When he returns to Oelwein, Reding may feel that it is safer, but he also says that meth has “reasserted its genome” (177), not that it has disappeared. Part II highlights the problems of concrete metrics when it comes to tackling the sale and use of meth. Scientific consensus on where habits become addictions is not absolute. Self-reporting is notoriously unreliable even in studies that do not require people to admit the particulars of their illegal drug use. Reding knows that the DTOs will never stop searching for ways to profit from drug trafficking, just as he knows that the pharmaceutical and agricultural industries are unlikely to experience a crisis of conscience and undo their corruption. There is also little chance that undocumented immigrants will stop entering the country when and how they can, or that DTOs will stop employing them. Corporations will continue to exploit cheap, illegal labor as long as they can get away with it.

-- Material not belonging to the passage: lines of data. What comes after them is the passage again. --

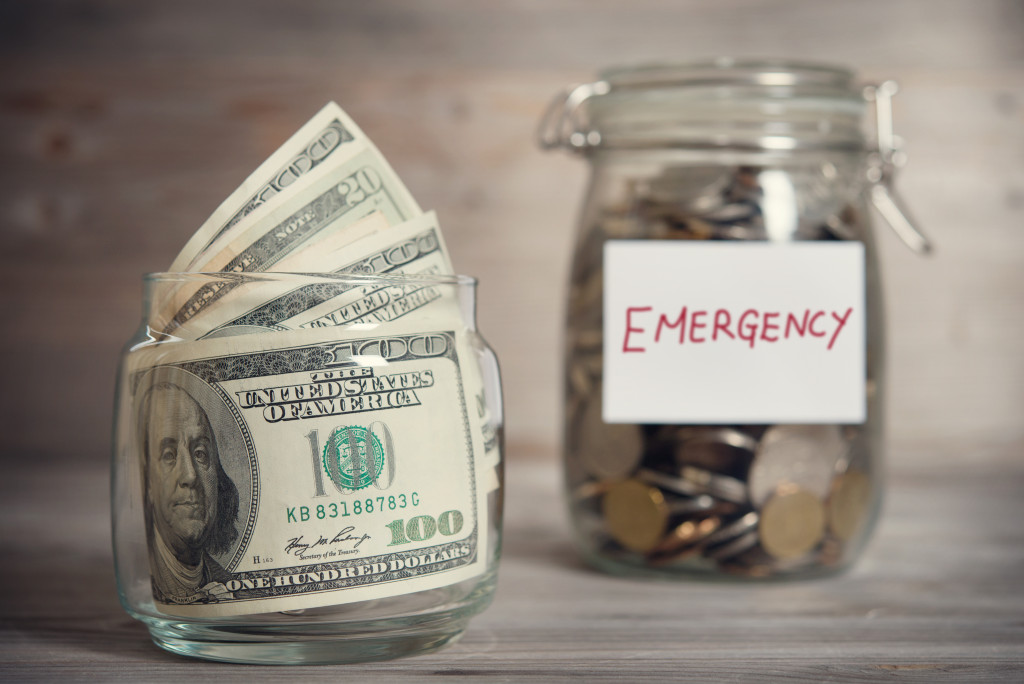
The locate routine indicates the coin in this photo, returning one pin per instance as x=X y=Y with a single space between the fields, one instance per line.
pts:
x=793 y=522
x=725 y=451
x=733 y=547
x=607 y=451
x=636 y=514
x=686 y=537
x=802 y=455
x=851 y=495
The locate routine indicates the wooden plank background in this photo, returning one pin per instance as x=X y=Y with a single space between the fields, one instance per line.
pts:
x=123 y=125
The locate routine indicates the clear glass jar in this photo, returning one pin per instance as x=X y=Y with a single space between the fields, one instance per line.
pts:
x=291 y=494
x=711 y=159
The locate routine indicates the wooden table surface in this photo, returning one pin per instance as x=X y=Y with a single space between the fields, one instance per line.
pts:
x=936 y=597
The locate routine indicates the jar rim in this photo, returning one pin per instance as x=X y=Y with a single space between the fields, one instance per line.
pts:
x=738 y=103
x=731 y=71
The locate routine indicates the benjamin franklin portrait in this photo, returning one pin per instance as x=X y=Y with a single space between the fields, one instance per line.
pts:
x=192 y=505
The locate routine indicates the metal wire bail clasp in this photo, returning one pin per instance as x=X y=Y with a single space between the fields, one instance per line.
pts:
x=885 y=160
x=562 y=126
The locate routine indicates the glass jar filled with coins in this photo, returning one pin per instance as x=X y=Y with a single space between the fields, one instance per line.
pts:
x=724 y=375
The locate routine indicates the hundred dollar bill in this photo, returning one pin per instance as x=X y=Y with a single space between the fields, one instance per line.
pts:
x=251 y=293
x=305 y=469
x=351 y=190
x=329 y=135
x=415 y=248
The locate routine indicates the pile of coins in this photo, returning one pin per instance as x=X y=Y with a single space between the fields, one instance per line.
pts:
x=752 y=500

The media’s treatment of the meth epidemic also plays a pivotal role in how people view the problem. The media puts such emphasis on the spread of meth that it became a talking point that politicians had to respond to, culminating in the hasty Combat Methamphetamine Act. But while the declaration of premature victory may have helped viewers and readers breathe easier, it did nothing to help Oelwein or other small towns affected by meth.

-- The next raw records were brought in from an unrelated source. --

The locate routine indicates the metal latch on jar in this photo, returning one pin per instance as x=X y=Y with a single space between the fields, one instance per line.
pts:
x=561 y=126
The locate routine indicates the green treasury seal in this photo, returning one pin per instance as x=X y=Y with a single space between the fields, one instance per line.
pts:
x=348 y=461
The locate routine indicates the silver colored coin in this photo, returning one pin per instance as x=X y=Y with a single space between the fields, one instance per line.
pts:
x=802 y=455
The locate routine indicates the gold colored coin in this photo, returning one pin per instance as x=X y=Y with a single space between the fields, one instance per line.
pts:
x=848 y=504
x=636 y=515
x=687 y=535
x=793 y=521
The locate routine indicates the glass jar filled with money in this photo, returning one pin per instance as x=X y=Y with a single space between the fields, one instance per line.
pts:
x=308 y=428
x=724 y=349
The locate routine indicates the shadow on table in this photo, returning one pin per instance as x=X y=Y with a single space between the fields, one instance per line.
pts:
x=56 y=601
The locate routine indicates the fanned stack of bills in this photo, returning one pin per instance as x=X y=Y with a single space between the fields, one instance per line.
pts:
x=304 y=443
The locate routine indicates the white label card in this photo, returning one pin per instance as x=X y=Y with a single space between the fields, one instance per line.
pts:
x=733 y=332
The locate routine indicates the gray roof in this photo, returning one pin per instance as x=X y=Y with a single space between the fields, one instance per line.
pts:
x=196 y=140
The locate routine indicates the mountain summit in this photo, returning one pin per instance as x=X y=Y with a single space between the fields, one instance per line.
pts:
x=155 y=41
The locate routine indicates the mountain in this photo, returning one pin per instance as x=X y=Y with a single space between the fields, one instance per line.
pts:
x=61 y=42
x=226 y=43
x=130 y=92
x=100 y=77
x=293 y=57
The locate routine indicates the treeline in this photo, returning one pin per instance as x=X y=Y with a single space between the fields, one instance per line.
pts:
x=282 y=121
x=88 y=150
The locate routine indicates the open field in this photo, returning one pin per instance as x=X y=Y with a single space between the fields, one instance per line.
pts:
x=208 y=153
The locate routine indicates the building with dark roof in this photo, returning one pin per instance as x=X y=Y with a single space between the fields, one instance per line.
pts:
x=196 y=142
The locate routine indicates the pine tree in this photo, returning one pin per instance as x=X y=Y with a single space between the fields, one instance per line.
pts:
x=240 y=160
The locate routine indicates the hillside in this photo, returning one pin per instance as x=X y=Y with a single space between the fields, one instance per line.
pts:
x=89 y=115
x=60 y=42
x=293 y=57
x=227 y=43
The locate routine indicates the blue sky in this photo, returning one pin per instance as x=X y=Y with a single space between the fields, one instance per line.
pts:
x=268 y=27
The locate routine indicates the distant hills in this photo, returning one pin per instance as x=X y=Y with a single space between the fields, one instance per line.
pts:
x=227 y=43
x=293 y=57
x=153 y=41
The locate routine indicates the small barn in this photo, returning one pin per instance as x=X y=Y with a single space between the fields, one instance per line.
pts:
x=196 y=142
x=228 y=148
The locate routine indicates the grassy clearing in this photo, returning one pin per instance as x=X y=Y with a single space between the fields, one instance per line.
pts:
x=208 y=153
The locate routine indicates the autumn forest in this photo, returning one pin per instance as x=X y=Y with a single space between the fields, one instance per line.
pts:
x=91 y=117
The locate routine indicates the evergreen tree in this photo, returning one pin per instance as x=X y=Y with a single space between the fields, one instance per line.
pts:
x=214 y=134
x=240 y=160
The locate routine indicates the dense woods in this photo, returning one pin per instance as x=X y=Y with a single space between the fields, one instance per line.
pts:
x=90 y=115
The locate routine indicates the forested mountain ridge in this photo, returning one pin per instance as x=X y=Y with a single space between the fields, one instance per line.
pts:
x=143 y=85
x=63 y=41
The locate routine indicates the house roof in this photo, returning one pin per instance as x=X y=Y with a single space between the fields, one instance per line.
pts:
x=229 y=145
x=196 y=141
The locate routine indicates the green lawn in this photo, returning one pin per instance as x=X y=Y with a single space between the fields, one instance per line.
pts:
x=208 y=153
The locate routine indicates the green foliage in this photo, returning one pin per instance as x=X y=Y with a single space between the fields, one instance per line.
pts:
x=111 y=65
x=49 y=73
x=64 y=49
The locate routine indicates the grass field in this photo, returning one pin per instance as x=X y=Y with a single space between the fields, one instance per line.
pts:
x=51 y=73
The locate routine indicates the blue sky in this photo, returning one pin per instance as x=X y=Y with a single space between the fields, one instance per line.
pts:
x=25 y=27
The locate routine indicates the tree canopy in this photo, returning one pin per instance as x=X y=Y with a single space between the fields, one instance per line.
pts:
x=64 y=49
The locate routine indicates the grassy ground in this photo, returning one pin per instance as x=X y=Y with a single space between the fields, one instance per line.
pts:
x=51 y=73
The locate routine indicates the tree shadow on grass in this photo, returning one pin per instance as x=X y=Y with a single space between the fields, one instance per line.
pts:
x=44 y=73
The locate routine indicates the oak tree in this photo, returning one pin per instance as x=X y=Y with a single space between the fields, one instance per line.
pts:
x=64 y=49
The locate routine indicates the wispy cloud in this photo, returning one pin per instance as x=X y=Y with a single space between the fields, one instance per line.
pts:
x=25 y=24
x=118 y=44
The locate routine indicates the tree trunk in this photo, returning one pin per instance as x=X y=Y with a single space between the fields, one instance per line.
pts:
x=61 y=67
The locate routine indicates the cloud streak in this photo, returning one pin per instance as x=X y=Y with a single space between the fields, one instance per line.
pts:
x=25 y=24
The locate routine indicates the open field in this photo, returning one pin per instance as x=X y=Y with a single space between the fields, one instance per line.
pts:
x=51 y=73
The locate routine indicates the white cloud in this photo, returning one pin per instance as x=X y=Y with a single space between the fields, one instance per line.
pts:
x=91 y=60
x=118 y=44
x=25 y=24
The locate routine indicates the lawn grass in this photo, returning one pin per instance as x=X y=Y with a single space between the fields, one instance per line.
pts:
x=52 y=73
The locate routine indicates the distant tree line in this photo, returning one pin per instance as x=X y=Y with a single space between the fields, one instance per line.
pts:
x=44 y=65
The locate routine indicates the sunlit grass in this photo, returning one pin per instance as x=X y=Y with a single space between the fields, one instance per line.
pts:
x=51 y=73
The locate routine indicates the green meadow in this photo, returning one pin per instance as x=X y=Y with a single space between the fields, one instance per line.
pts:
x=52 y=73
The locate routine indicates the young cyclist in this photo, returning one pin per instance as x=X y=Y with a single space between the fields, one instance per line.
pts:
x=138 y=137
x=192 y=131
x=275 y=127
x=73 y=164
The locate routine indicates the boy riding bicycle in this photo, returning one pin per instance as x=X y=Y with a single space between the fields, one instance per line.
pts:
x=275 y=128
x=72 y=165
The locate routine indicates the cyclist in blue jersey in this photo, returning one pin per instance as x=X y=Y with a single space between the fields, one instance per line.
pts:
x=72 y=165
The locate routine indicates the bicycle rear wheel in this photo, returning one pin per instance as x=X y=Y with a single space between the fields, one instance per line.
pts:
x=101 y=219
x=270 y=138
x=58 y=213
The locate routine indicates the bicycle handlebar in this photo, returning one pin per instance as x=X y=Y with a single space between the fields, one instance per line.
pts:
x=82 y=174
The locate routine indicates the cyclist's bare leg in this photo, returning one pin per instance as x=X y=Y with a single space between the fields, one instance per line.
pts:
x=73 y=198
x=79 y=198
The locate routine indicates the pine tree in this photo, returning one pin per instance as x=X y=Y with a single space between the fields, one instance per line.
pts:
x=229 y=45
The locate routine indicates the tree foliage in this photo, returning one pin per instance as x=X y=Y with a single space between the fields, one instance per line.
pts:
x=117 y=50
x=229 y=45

Sadly, when Reding quotes agents tasked with fighting drug trafficking, they are quick to point out that the policies are wrongheaded and shortsighted, as they target smalltime meth cooks as opposed to the DTOs. Moreover, any ostensible victory over meth in Oelwein is short-lived until there are resources to help the addicts and their families, and until the town attracts enough employers to provide reliable financial alternatives to cooking and selling meth.

Meanwhile, Murphy’s Phase II appears to be a success, but even with Murphy’s enthusiasm over the potential of the IP, Reding cannot forget that Oelwein has had ties to organized crime almost from the time of its founding. He writes, “The melding of Oelwein’s history and present circumstance provides a case study of the complexity of trying to regain a throne that was perhaps epically tarnished in its heyday” (123).

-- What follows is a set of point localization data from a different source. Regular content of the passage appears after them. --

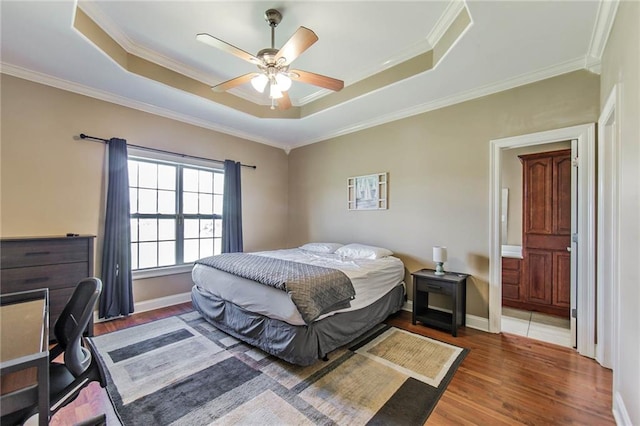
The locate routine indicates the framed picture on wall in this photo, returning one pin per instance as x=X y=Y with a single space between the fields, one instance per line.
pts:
x=368 y=192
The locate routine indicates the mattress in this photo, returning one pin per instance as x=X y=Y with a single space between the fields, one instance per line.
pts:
x=371 y=279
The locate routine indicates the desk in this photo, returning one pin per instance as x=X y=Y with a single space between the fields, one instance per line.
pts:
x=24 y=352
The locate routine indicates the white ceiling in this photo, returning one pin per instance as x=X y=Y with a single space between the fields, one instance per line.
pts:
x=508 y=44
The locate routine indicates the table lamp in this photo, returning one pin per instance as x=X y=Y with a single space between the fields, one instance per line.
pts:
x=439 y=257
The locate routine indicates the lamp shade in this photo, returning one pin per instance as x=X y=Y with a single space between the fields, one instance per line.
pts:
x=439 y=254
x=275 y=92
x=284 y=82
x=259 y=82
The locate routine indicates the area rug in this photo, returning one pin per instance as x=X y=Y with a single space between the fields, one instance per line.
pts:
x=183 y=371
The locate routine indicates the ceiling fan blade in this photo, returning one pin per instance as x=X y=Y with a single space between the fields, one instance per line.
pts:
x=317 y=80
x=300 y=41
x=285 y=101
x=234 y=82
x=226 y=47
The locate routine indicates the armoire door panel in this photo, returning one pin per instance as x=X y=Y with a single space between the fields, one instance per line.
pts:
x=562 y=195
x=562 y=279
x=538 y=192
x=539 y=276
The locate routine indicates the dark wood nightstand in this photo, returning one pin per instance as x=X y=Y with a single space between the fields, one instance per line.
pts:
x=451 y=284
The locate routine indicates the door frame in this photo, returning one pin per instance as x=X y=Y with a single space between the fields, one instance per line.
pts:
x=586 y=291
x=608 y=231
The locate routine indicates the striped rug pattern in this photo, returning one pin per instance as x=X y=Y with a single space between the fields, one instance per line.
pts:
x=183 y=371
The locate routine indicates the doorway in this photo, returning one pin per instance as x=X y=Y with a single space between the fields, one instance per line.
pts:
x=584 y=241
x=536 y=252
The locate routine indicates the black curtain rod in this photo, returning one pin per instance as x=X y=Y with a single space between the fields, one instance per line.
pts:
x=83 y=136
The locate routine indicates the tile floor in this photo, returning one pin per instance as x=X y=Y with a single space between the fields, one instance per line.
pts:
x=537 y=326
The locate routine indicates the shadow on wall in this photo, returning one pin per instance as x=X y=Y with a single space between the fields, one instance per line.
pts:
x=477 y=286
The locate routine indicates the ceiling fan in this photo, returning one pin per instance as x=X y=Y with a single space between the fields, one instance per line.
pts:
x=273 y=64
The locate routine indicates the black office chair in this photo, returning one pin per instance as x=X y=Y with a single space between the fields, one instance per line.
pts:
x=81 y=364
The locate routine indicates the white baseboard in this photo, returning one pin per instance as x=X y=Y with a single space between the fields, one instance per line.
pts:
x=150 y=305
x=620 y=413
x=472 y=321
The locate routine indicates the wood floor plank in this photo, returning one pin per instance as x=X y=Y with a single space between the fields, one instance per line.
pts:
x=504 y=380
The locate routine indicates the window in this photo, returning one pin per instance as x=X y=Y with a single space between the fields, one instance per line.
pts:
x=176 y=212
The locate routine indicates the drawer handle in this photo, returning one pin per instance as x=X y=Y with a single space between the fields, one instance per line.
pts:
x=36 y=280
x=37 y=253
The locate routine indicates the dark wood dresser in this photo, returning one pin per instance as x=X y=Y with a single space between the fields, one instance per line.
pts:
x=56 y=263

The apparent success of Murphy’s Phase II is not the only hopeful aspect of these five chapters. Nathan falls in love with Jamie and realizes that he may have to ignore his parents’ judgments in order to find happiness with a partner. Clay begins the early stages of sobriety and starts to understand that his drinking is not a sustainable coping mechanism.

Yet any progress in Oelwein reminds Reding that the fault lines that created the current problem are still there. Geological fault lines rarely vanish without significant seismic shifts, and ideological, financial, and political fault lines can be just as intractable.